Age at the onset of gangrene/sex

35/Female

50/Female

28/Female

Disease duration (years)

15

17

8

Smoking habits

No

No

No

Hypertension

No

No

No

Hyperlipidaemia

No

No

No

Absent/unequal distal pulses

No

No

No

History of miscarriage

No

No

No/premature birth (+)

History of thrombotic events

No

No

No

CNS lupus

No

Yes

No

Anti-CL antibody

(–)

(–)

(–)

Anti-β2GPI antibody

(–)

(–)

(+) low titer

Anti-PS/PT antibody

(++)

(–)

(–)

Anti-RNP antibody

(–)

(++)

(++)

Anti-Sm antibody

(–)

(+)

(–)

Anti-centromere antibody

(–)

(–)

(–)

Involved arteries

Right ulnar and radial arteries/digital arteries

Left radial artery/digital arteries

Right radial artery/left radial and digital arteries

”Yes” or ”no” describe clinical symptoms or past histories, complications. Results of the laboratory examination are shown by (–), (+), (++). (++): titer is highly elevated; (+): titer is slightly elevated.

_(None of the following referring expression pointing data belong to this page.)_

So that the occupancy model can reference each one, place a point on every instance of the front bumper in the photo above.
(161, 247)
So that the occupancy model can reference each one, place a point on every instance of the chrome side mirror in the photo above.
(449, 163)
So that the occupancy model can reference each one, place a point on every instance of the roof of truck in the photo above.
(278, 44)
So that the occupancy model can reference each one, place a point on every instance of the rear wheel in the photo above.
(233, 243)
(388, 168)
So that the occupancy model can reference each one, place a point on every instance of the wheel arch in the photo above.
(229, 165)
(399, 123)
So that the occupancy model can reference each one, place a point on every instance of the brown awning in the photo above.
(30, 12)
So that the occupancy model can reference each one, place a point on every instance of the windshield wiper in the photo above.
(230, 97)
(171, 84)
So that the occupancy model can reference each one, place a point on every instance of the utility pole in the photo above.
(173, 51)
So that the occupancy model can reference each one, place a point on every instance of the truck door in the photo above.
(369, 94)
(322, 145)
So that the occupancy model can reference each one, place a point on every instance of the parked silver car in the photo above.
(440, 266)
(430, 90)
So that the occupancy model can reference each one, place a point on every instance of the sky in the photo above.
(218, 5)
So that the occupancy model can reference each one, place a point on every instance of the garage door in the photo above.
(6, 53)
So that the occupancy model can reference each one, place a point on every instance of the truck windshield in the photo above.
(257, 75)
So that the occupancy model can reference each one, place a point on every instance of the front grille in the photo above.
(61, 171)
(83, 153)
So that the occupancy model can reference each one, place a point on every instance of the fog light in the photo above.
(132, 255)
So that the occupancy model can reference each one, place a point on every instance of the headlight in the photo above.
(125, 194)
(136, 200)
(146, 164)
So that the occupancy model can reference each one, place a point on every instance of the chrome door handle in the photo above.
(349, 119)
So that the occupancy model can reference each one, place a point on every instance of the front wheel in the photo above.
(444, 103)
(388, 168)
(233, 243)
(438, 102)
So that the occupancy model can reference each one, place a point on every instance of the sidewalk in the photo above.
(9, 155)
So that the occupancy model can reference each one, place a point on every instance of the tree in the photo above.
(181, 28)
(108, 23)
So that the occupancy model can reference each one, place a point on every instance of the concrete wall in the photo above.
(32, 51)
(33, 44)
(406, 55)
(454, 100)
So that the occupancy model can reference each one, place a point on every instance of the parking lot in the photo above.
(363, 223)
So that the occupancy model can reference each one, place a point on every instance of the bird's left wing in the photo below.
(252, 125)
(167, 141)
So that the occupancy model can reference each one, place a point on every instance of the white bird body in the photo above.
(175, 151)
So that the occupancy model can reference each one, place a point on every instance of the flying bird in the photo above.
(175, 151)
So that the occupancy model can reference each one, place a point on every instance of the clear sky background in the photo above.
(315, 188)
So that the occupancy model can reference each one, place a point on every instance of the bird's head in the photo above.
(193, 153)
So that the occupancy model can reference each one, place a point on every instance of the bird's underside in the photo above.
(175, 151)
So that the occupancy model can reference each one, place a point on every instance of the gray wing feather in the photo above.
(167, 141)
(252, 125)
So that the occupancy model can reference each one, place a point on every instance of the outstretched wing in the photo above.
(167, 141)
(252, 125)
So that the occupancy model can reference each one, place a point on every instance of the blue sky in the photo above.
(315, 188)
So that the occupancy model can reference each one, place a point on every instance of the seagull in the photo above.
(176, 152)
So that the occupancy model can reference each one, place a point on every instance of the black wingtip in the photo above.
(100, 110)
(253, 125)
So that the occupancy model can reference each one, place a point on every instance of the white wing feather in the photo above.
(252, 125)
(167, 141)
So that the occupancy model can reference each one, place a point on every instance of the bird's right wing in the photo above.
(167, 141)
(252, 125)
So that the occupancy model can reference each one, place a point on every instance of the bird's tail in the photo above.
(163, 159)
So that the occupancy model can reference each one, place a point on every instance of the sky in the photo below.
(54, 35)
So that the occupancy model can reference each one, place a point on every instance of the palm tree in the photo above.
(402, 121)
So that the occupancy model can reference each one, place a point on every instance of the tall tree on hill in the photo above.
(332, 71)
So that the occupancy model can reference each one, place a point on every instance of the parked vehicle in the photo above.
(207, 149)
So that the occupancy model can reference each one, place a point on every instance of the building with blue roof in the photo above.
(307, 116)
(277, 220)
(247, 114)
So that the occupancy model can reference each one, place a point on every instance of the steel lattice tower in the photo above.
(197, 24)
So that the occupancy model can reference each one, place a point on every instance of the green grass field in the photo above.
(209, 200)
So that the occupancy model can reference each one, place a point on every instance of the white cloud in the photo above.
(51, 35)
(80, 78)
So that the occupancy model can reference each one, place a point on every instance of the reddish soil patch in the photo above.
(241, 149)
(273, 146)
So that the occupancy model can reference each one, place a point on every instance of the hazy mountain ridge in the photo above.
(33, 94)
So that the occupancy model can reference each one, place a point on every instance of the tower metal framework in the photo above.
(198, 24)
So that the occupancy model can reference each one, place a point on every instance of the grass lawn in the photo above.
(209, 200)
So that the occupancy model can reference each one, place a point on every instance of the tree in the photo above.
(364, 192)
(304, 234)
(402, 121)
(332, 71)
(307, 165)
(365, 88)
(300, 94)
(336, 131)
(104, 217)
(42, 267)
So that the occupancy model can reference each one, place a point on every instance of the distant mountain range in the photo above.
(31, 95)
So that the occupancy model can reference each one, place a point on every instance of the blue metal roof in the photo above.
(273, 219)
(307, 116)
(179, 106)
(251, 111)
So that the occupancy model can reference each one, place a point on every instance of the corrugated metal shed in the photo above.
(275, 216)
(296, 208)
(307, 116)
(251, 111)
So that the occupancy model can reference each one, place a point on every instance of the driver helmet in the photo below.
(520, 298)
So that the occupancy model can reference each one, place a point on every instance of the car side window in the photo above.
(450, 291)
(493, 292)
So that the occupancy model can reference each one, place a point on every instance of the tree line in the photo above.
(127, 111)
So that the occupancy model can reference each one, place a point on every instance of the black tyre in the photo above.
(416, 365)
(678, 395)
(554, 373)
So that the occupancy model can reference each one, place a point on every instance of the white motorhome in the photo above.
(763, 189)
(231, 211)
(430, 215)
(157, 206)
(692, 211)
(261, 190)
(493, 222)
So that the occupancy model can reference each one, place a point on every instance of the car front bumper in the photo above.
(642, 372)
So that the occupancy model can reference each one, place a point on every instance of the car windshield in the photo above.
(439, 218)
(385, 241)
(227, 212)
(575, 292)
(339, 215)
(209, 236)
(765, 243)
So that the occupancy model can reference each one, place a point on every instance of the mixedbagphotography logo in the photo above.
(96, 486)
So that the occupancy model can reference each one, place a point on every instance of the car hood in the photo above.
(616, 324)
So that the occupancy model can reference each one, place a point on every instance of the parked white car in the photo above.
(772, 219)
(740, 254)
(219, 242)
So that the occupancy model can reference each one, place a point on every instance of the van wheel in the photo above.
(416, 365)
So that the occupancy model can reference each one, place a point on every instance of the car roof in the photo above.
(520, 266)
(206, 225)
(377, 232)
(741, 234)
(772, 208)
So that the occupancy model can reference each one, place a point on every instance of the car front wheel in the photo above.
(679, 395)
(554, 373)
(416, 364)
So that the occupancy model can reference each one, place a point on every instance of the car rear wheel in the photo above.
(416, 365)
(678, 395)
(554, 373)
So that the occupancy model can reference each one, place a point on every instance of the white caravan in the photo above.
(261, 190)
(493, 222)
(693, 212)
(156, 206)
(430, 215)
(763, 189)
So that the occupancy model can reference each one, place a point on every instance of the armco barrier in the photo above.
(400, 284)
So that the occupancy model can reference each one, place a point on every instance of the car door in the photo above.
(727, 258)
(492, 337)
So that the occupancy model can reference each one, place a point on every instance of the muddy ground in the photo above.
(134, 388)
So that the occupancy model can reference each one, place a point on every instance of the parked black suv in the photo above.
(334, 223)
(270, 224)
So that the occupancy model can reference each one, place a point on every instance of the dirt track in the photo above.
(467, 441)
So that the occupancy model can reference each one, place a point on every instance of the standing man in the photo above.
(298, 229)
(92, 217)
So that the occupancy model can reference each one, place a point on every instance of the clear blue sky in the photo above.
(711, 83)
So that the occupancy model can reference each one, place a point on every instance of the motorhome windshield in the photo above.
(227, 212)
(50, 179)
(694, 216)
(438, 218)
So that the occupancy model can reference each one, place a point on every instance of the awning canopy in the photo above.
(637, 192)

CNS: central nervous system; PS/PT: anti-phosphatydilserine/prothrombin complex; CL: cardiolipin; β2GPI: β2 glycoprotein I; PS/PT: phosphatydilserine/prothrombin; RNP: ribonucleoprotein.

In general, anticoagulant therapies as well as anti-platelet therapies and low-dose aspirin are required to treat skin manifestations of APS (9). In our cases, combined therapies were given to improve the symptoms. In addition to the oral medications, alprostadil infusion was effective in case 2, and sympathetic ganglia block in case 3. In case 1, severe skin symptoms were refractory to conventional therapies including warfarin. Since new digital ulcers developed repeatedly, we finally chose bosentan, which is usually used for pulmonary hypertension. Its efficacy for digital ulcers in SSc has been well recognized (15–17). It might be an alternative treatment for refractory digital ulcers in SLE.

Two of the cases described here presented positive anti-RNP antibodies. An association between anti-RNP antibodies and Raynaud’s phenomenon has been reported (18, 19), thus they might have had an effect on the development of digital gangrene.

The aetiology of digital gangrene in SLE is complex. Several factors, such as the presence of APS, overlap syndrome, atherosclerosis or vasculitis, are potential causes. The most likely cause may be a complication of APS; however, there may be unidentified causes in addition to these conditions.